The iron bars over the front gut cavity made some sense to me at the time. I initially hoped it would look like an oven door, but soon conceded that it was more like prison bars. For my Construct that was fine because the rock he is gathered from could easily have cell window bars encompassed in it. As I look at him more as a traitor Abyssal obsidian golem I feel these make sense as supports after the fires died. This would have been a central core where the lava bubbled and turned over, but now he is cold the Dwarf Stone Priest had to shore up the gap to give him a stable core to lash out from. (Don’t skip abs day.)
In the first picture the cloth hanging from the hole where his arm used to be was just a plain white cloth.
In the second picture I had added a spattering of blood and a wide blue central stripe.
As I am trying to get as many browny points as I can, I am going to hand paint some runes amongst the torn cloth.
The rock effect – Athonian Camoshade over the grey primer, dry brush of Grey Seer, added dots of Nighthaunt gloom and Camoshade – was all roughly worked out on this model first.
I found after my first round of base colours, washes and highlights that the silver grey of the metal was too close to the grey rock and this gave no contrast or definition to the different materials on the golem. So to add warmth to the metal I added rust tones and to take the rock colder and less grey I added the Nighthaunt Gloom spots that made it look almost icy in places.
I will show off the rune work on the cloth soon and then move onto the last model.
Once all three are at a decent table top standard I will pick back over my work and try to find ways of improving them before a final photo shoot.
Sparky has a flag
The spikey shouldered gent that started this idea has the runes on his flag under his arm hole. Yet again the photographs help me with bits that need improvement and I will revisit him.
The chains seemed like a fun way to take him a touch further from the original silhouette and a hint that perhaps these Golems are not being freed to get revenged – but temporarily given life under new management. I just though that I might try some of the Cryptek Armourshade Gloss on the chain. It would be a warmer colour breaking up the metal and blue grey of the stone.
The Last Cog
The head being the only piece missing is what inspired the chains being used. There needed to be more to the kitbash than a Dwarf head that I had already used on the first construct.
I figured that now the lava has been lost that they would be more likely to need weapons along with their bulk. The fists accepted the weapons quite well.
Scrum and Base
I played around with the order of my minis after getting them pretty much finished and found that they wouldn’t rank up side by side.
Rather than re-base them I decided that I could use some foam board, remove the top layer and dig down into it and put the minis at different heights to get them ranked up…

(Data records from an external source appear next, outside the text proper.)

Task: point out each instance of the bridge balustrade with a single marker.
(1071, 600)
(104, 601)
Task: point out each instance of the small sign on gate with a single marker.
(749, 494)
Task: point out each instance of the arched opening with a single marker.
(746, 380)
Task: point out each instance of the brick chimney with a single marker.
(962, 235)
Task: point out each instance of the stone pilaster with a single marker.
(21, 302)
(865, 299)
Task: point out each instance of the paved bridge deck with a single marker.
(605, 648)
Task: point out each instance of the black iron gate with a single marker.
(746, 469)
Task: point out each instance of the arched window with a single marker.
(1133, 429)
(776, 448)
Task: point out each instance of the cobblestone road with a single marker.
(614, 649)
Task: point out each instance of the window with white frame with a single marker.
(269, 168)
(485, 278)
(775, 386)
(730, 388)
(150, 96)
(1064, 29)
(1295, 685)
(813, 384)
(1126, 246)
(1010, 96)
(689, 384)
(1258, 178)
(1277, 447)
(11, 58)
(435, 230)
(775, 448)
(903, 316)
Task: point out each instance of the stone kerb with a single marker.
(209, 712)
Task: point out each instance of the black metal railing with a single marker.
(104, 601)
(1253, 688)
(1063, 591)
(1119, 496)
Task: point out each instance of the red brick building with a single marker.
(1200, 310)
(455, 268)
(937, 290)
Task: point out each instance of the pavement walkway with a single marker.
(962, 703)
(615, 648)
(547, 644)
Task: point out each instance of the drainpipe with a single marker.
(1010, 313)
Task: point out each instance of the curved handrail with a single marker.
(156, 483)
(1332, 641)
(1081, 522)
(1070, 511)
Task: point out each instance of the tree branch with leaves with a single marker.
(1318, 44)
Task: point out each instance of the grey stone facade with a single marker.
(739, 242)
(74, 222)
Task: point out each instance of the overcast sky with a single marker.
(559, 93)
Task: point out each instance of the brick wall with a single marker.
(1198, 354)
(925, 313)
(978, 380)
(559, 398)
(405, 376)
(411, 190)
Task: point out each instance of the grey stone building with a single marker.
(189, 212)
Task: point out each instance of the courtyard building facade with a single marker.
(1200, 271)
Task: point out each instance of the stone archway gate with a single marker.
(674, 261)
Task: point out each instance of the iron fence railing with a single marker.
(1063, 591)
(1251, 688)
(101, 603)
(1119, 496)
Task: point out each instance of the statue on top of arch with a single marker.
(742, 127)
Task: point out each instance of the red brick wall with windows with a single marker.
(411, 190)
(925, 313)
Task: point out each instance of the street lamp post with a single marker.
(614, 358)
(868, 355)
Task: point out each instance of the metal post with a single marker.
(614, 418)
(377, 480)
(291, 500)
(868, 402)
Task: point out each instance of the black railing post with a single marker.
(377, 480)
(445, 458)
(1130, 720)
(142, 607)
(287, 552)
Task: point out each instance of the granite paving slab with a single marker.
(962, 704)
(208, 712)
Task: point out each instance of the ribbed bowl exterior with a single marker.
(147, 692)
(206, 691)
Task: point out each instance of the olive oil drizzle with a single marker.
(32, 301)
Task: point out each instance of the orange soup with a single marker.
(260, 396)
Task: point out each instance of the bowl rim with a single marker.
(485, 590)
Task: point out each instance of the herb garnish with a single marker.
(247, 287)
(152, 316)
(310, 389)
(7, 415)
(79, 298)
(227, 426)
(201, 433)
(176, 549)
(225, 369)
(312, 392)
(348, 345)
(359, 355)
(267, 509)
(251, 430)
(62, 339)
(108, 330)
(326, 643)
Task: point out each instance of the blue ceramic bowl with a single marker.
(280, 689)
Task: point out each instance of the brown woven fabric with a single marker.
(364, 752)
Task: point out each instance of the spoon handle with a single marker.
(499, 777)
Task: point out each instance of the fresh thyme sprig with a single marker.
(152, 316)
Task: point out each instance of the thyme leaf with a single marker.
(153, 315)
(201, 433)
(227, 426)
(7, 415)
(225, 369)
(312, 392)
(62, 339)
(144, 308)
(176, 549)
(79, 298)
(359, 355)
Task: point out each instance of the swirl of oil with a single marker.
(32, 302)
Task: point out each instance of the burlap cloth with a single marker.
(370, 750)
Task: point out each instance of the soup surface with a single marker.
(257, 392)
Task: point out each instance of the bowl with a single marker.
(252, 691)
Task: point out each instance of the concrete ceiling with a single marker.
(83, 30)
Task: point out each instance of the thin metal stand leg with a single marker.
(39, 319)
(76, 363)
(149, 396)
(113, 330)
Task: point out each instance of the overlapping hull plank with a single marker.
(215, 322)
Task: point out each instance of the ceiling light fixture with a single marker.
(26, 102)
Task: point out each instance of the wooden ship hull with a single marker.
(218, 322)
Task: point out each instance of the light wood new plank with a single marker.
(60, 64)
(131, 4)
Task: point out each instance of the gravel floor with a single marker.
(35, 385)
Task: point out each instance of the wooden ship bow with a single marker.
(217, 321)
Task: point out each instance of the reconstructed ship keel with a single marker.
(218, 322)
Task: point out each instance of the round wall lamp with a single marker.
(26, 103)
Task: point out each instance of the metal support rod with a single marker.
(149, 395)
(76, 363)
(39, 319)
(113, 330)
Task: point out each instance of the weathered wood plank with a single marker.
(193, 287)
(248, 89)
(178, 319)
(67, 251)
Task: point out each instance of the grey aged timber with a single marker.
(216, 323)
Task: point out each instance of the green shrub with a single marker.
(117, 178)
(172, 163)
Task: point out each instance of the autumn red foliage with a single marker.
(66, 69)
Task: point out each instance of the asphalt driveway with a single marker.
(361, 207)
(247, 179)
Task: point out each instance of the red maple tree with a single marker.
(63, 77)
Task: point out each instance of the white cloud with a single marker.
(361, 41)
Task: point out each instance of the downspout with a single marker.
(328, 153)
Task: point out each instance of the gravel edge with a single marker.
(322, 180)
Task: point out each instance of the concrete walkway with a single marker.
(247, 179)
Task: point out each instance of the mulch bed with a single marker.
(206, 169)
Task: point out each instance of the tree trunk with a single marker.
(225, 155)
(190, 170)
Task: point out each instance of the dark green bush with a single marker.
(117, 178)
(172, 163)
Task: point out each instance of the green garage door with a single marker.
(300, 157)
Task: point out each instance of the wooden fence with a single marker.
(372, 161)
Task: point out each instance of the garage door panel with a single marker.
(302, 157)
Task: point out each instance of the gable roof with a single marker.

…and then as I started to play with the arrangement of the three minis, I found that there was a way for all three to rank up anyway. Lol.
I found that if I cut short the hammer of the gent with the dwarf shield on his shoulder, that they could scrum down as a tight front row after all.
I decided to persevere with the base anyway.
I created a drop of about 2-3mm by digging out foam with a hobby knife and the lip is about 2mm wide which is acceptable in game terms.
I covered the whole thing in a sand, plaster PVA mix and sprayed it grey (Grey Halfords Plastic Primer)
Like a glove....
The movement tray came out OK. The method was fairly slow. I won’t be digging at polystyrene and trying to keep a 2mm thin lip intact for a dozen movement trays for an army if and when I ever make one.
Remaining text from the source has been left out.